Which VPN providers have independent audits confirming no‑logs claims and are recommended for use with Tor?
Executive summary
Independent audits have become the clearest signal that a VPN’s “no‑logs” marketing means something measurable, and several large providers have published third‑party reports that corroborate their claims; standout names repeatedly cited across industry reviews are NordVPN, Proton VPN, ExpressVPN and Surfshark, each with independent reviews or court‑tested claims that bolster their no‑logs statements [1][2][3][4]. For users who want to pair a VPN with Tor, Proton VPN and NordVPN are repeatedly noted for explicit “Tor‑over‑VPN” or “Onion over VPN” integrations, while ExpressVPN and others emphasize audited no‑logs policies and RAM‑only server architectures that reduce persistence risk [2][5][3][6].
1. Which providers have independent audits that confirm no‑logs claims — the short list
NordVPN has submitted its no‑logs practices to multiple independent auditors including PwC and Deloitte across several reviews and is repeatedly described in trade coverage as having its no‑logs policy verified multiple times [7][1][8]. Proton VPN’s no‑logs posture has also been independently audited — Securitum performed a verification of Proton’s claims in 2022 (and reporting cites consecutive verifications and SOC 2 Type II signals) — and Proton advertises Tor‑over‑VPN servers as part of its privacy tooling [2][9]. ExpressVPN has undergone multiple independent audits and publishes a transparency report; reviewers note it uses RAM‑only servers and independent attestations dating back to 2019 that support its no‑logs stance [3][5][6]. Surfshark is cited as having a Deloitte audit in 2023 that confirmed it collects minimal user data consistent with its no‑logs policy [4].
2. Which of those are recommended specifically for use with Tor
Proton VPN is explicitly recommended for Tor users because it offers Tor‑over‑VPN functionality and has been independently audited for no‑logs behavior, making it a strong match for users who want a VPN that integrates directly with the Tor network [2][9]. NordVPN likewise supports an “Onion over VPN” option and is frequently called out for combining audited no‑logs assurances with these specialty servers, which simplifies using Tor while adding a VPN layer [5][1]. Reviewers also discuss the general role of audited VPNs such as ExpressVPN and Surfshark as trustworthy intermediaries, but their marketing and technical stacks are less commonly framed as having first‑party Tor routing features than Proton and Nord [3][4].

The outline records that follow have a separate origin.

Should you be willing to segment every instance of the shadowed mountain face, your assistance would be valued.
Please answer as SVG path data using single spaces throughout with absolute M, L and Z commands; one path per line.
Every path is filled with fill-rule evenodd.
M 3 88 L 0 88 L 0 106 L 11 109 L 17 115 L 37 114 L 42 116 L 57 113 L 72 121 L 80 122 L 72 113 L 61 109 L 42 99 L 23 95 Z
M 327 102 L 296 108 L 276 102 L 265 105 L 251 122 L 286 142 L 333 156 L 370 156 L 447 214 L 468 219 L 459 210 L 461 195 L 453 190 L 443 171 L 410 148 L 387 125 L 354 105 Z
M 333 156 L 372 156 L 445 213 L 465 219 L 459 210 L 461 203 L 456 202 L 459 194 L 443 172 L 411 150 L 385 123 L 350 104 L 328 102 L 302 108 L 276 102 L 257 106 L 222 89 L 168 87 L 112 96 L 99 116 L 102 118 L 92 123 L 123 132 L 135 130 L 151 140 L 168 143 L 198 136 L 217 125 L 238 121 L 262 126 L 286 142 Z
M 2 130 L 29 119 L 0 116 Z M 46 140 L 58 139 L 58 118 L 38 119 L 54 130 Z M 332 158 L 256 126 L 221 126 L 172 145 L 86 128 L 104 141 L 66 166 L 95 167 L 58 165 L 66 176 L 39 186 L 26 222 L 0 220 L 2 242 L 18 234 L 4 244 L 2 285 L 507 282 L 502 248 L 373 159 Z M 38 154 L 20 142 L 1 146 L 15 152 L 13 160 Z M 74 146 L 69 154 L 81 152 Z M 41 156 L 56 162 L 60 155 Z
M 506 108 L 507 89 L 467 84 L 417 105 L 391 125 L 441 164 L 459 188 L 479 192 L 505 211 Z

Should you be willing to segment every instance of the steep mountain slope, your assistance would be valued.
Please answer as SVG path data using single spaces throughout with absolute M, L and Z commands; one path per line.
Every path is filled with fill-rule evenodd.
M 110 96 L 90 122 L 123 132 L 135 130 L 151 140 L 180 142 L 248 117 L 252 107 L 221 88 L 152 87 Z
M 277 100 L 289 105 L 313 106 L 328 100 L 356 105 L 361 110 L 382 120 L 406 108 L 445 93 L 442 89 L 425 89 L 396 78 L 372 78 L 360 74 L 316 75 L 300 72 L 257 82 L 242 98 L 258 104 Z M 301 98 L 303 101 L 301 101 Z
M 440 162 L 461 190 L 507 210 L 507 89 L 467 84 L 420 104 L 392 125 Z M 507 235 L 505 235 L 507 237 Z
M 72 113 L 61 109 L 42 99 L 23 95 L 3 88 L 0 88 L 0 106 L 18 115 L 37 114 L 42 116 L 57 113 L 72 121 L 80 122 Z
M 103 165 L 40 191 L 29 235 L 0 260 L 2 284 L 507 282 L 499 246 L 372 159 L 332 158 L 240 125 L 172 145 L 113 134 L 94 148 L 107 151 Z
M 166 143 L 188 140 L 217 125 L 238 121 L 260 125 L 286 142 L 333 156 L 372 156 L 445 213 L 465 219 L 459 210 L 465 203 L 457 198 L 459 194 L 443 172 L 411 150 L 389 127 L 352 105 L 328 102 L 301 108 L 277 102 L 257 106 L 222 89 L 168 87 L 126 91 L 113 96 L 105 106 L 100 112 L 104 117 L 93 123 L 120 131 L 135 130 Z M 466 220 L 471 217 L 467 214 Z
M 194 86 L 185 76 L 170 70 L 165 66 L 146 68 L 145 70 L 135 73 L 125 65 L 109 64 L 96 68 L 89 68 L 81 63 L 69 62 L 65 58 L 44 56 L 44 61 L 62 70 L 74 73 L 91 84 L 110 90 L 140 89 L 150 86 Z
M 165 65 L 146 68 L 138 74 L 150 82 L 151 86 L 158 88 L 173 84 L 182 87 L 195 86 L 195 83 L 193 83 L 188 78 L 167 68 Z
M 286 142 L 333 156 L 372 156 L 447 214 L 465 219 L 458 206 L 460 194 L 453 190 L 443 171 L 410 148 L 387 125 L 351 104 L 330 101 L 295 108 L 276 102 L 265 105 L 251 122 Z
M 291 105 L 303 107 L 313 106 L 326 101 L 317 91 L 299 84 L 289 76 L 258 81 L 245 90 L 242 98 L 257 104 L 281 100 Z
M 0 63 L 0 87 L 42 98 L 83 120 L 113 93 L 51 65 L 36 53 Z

3. Caveats: what independent audits do — and don’t — prove
Independent audits vary: some are full SOC 2 or technical penetration tests, others are policy reviews or code audits, and press summaries often conflate these different scopes as a single “audit” metric [9][7]. RAM‑only server setups and repeated audit cycles increase confidence that logs cannot be retained, but audits are snapshots in time and depend on the auditor’s scope and the provider’s transparency about findings [6][5]. Court cases or real‑world legal requests — Proton’s denials of 59 data requests and ExpressVPN’s published transparency reports — provide complementary evidence when audits alone are insufficient to judge operational practice [9][3].
4. Practical guidance for Tor users who want to add a VPN
Choose a provider that combines a verifiable audit history, a technical feature set that explicitly supports Tor (Tor‑over‑VPN or Onion‑over‑VPN), and technical protections such as RAM‑only servers and a kill switch; NordVPN and Proton VPN repeatedly check all three boxes in industry reporting, while ExpressVPN and Surfshark offer strong audit pedigrees and infrastructural protections that make them reasonable alternatives depending on threat model and needed Tor integration [1][2][3][4]. Final choice should be informed by reading the actual audit reports and the provider’s transparency reports because media summaries can amplify marketing language into a more definitive claim than the audit supports [7][5].
5. Bottom line for privacy‑minded Tor users
For users who plan to combine Tor with a VPN and want an audited no‑logs guarantee: Proton VPN and NordVPN surface most consistently in reviews as both independently verified and explicitly Tor‑friendly, while ExpressVPN and Surfshark offer audited no‑logs claims and strong operational protections that make them defensible options; readers must, however, inspect the actual audit scope and recentness before equating a single audit with perpetual no‑logs assurance [2][9][3][4].